010404
par François Brooks
Qui ramassera l'animal mort écrasé? Le col bleu. Qui accepte de ramasser ce dont vous voulez vous débarrasser, ordures ou vieilleries? Le col bleu. Qui répare la chaussée pour que vous y rouliez confortablement? Le col bleu. Qui éclaire les rues sombres pour vous éviter d'être attaqué la nuit? Le col bleu. Qui travaille avec les rats dans les égouts pour que vous puissiez chier l'esprit en paix? Encore le col bleu. Qui nettoie la crotte de chien laissée sur le trottoir et que vous contournez avec soin? Toujours le col bleu.

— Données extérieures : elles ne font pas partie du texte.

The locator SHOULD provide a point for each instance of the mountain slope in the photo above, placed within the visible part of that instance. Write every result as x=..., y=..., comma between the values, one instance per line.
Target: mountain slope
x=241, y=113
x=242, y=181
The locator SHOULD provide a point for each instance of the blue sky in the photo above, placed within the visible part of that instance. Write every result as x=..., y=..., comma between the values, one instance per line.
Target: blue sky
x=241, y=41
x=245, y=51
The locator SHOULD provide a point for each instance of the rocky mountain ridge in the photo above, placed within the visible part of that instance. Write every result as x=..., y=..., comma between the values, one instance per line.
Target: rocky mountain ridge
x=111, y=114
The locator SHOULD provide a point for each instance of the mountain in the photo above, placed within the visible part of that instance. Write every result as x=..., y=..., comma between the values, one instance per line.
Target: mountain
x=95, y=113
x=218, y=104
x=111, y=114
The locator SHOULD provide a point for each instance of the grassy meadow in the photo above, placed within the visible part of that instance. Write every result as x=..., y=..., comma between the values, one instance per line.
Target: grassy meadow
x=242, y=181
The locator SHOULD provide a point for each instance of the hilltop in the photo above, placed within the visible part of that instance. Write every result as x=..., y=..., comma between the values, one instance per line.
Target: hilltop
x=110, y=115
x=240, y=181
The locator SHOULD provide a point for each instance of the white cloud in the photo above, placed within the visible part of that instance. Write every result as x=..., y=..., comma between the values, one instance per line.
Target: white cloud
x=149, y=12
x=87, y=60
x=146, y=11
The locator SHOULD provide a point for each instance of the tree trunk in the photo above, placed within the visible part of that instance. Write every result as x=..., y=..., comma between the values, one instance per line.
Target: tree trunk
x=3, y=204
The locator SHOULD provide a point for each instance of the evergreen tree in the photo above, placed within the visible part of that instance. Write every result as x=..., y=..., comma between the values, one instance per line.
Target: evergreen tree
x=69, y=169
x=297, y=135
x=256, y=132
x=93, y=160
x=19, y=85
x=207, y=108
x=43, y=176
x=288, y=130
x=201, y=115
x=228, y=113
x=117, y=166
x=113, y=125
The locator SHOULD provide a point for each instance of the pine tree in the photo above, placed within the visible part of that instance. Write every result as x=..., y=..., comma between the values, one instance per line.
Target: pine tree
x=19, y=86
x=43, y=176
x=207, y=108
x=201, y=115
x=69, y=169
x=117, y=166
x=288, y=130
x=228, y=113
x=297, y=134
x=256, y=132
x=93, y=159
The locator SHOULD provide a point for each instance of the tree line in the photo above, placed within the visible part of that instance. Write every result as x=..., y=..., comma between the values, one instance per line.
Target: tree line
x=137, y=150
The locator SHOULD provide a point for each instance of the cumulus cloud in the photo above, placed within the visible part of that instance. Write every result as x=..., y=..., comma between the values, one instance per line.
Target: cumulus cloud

Le col bleu fait le travail du trou de cul qui est la porte d'évacuation de toutes les saletés du corps. Voilà pourquoi on le méprise parfois. On l'associe à ce qui nous répugne le plus : les déjections, la sale chaussée, les rues sombres.
La ville est-elle propre, carrossable et bien éclairée? On l'oublie vite pensant que c'est son état naturel. Erreur! Il n'y a pas un coin de la ville dont la propreté ne soit pas la cause des cols bleus. Il n'y a qu'à voir l'état des rues ou des parcs après une fête populaire. Mille papiers et déchets traînent partout. Repassez le surlendemain ; rien n'y paraît plus ; tout a été ramassé par magie sans qu'on ait eu même à y penser.
Loin d'être le fainéant méprisable dépeint généralement par ceux qui le méconnaissent, le col bleu est un héros de la petite semaine qui a le courage d'accomplir les plus basses besognes dans les conditions les plus pénibles. Il n'a pas la nausée facile ; il a le cœur à la bonne place. Vraiment, nous pouvons être fiers d'être col bleu. Peu de gens auraient notre courage. La main sale du confrère que je serre parfois, loin de me répugner, je l'aime ; elle représente pour moi toute la dignité d'un être humain qui travaille et qui, pour gagner sa vie, n'a pas peur de se salir les mains.